Traders Thursday will get an opportunity to assess another super-sized build in inventories when the Energy Information Administration issues its latest storage report. Last year 90 Bcf was injected and the five-year average also is 90 Bcf. A Reuters survey of 28 traders and analysts revealed a 102 Bcf average, and analysts at Citi Futures Perspective calculate a 102 Bcf injection as well. At United-ICAP, analysts are looking for a 111 Bcf increase.

Tuesday's 8-cent rise may have gotten ahead of itself. "Prompt-month gas futures climbed stoutly yesterday based on general hot weather hype from various news media sources regarding June demand potential," said Alan Lammey of WeatherBELL Analytics in a Wednesday report to clients. "In fact, June gained about 2% on the day amid the weather rhetoric. However, the fact is temperatures during month of June don't appear to be as hot as they're being portrayed to be by the media outlets -- and as absurd as it sounds, the hype may simply be the result of a slow news week for the U.S. natural gas market. With that said, it will be warm in areas of the U.S., but probably not the blowtorch conditions that are being depicted.

"Once the market gets a better 'real understanding' that June doesn't appear to be that much of a big natural gas demand standout -- and then couples that realization with record supply leading to stout weekly storage numbers -- it may lead to some further price weakness in the days and weeks ahead," said Lammey. "The next issue to watch is the potential for early tropical season activity to materialize. But keep in mind that typically early in the hurricane season, most tropical action results in 'demand reduction' events via cooling rains and power outages rather than interruption of supply."

Hurricanes? What hurricanes? The 2014 Atlantic hurricane season is expected to produce fewer than the average number of tropical storms and hurricanes, according to forecasters at AccuWeather.com, who said tropical development could be altered by the onset of an El Nino even in late summer of fall (see Daily GPIMay 15). The forecasters said they expect 10 named storms, including five hurricanes, two of them major (Category 3 or higher), to form in the Atlantic Basin after the hurricane season begins on June 1. Forecasters at Colorado State University recently said in their first tropical forecast of the year that they too expect an El Nino event -- the warming of water temperatures in the central and equatorial Pacific Ocean -- to limit the number of hurricanes that form in the Atlantic Basin (see Daily GPIApril 11).

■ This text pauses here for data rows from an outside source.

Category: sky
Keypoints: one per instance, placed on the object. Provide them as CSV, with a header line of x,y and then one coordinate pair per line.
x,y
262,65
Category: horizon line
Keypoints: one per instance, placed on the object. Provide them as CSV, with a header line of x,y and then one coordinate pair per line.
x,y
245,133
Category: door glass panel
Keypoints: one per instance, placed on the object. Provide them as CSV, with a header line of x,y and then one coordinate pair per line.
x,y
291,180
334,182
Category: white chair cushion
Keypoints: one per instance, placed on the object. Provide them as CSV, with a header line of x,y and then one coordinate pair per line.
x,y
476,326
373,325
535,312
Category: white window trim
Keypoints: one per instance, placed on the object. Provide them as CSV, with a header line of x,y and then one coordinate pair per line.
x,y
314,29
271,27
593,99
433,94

Even with a sub-par hurricane outlook, others aren't buying a bearish scenario. "Even with our first triple-digit storage build on the horizon, [natural gas] has strongly recovered from last week's low of $4.289," said United ICAP Vice President Drew Wozniak in a Tuesday morning note to clients. "My thesis has been that storage in the shoulder months has no chance of recovering to even the five-year minimum level before the heat sets in...not by a long shot, and we are likely to enter the withdrawal season at the end of October at a very low level.  How can this be with all the shale gas production?  It is simply not enough."

Hyped or not, forecasters are calling for near-term modest warmth. "No major forecast changes today [Wednesday], but the outlook trends a bit warmer again for the Midwest into the East next week," said Commodity Weather Group in its morning outlook. "The peak day for Chicago though is expected to be 85 F on Monday's Memorial Day holiday, while the East Coast should see ranges from the upper 70s in Boston to the lower to middle 80s in the Middle Atlantic during the abbreviated following workweek.

"Humidity is not expected to be exceptional with lows in the lower 60s mostly. The South continues to see seasonal to only slightly above-normal temperatures, while Western heat is strongest in the interior and still more directed toward northern versus southern California. The 11-15 day looks more variable and the model consensus is cracking with the American cooler and Canadian warmer than our outlook today (no major heat expected)," said President Matt Rogers.